Complete the definition of the getBinaryEncoding() method, which returns the binary String encoding the given character, according to the given prefix tree (i.e., this method allows us to build a table similar to that from part (c) of the previous exercise).

In your definition, you’ll want to traverse down the prefix tree, building up the binary String that you will return as you go. Use the labels of each node to determine which child to traverse down to.

At this point, you should have a working Huffman encoder (i.e., a program that will compress text files). Running the main() method in HuffmanCoding.java will compress the text of Jules Verne's Twenty Thousand Leagues under the Sea. You should find that the compressed file is just over half the size of the original. Feel free to compress other files by supplying program arguments to this method.

(c)

decode()

The compressed files after Huffman coding appear nothing like the original (take a look!), so we’ll need a way to decode them and restore the original text. We’ve provided most of the definition of a decode() method that does just this. To complete this method, you must fill in the portion to scan over the binary String and restore the original characters.

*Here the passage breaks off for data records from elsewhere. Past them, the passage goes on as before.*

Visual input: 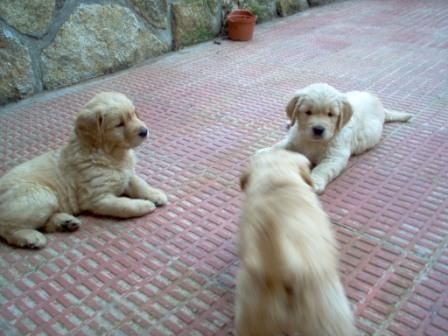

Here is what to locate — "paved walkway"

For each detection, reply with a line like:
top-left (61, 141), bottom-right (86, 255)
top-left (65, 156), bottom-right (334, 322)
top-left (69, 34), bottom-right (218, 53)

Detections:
top-left (0, 0), bottom-right (448, 336)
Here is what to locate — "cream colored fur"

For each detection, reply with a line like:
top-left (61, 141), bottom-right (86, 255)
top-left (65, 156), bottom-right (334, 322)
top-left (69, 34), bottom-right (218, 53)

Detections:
top-left (262, 83), bottom-right (411, 193)
top-left (236, 150), bottom-right (355, 336)
top-left (0, 92), bottom-right (167, 248)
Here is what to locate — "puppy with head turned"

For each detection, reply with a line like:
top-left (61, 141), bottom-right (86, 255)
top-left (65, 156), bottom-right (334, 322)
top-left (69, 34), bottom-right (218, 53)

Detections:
top-left (235, 150), bottom-right (356, 336)
top-left (0, 92), bottom-right (167, 248)
top-left (262, 83), bottom-right (411, 194)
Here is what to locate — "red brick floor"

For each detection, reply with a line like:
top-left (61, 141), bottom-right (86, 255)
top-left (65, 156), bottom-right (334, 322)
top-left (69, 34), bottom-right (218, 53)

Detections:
top-left (0, 0), bottom-right (448, 336)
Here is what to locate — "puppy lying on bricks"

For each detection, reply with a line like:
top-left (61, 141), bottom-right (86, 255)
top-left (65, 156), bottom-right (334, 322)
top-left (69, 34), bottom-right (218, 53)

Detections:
top-left (0, 92), bottom-right (167, 248)
top-left (262, 83), bottom-right (412, 193)
top-left (236, 150), bottom-right (356, 336)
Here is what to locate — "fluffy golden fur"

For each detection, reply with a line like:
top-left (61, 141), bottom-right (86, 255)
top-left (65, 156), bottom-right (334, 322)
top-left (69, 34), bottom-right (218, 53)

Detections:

To do this, write a loop over the bits in the BitSet object bits. You can read the ith bit by calling bits.get(i) which will return true if this bit is a 1 and false if this bit is a 0. The total number of bits is bits.length(). You’ll want to use the decodingMap to convert binary Strings back to characters. Read through the Map documentation (or look ahead at the Lecture 19 notes) to see which map operations may be useful.

The provided unit test checks that running the encoding procedure followed by the decoding procedure yields the exact file that you started with (i.e., the compression was lossless). If you pass this test, you can be fairly confident that your Huffman coding works correctly.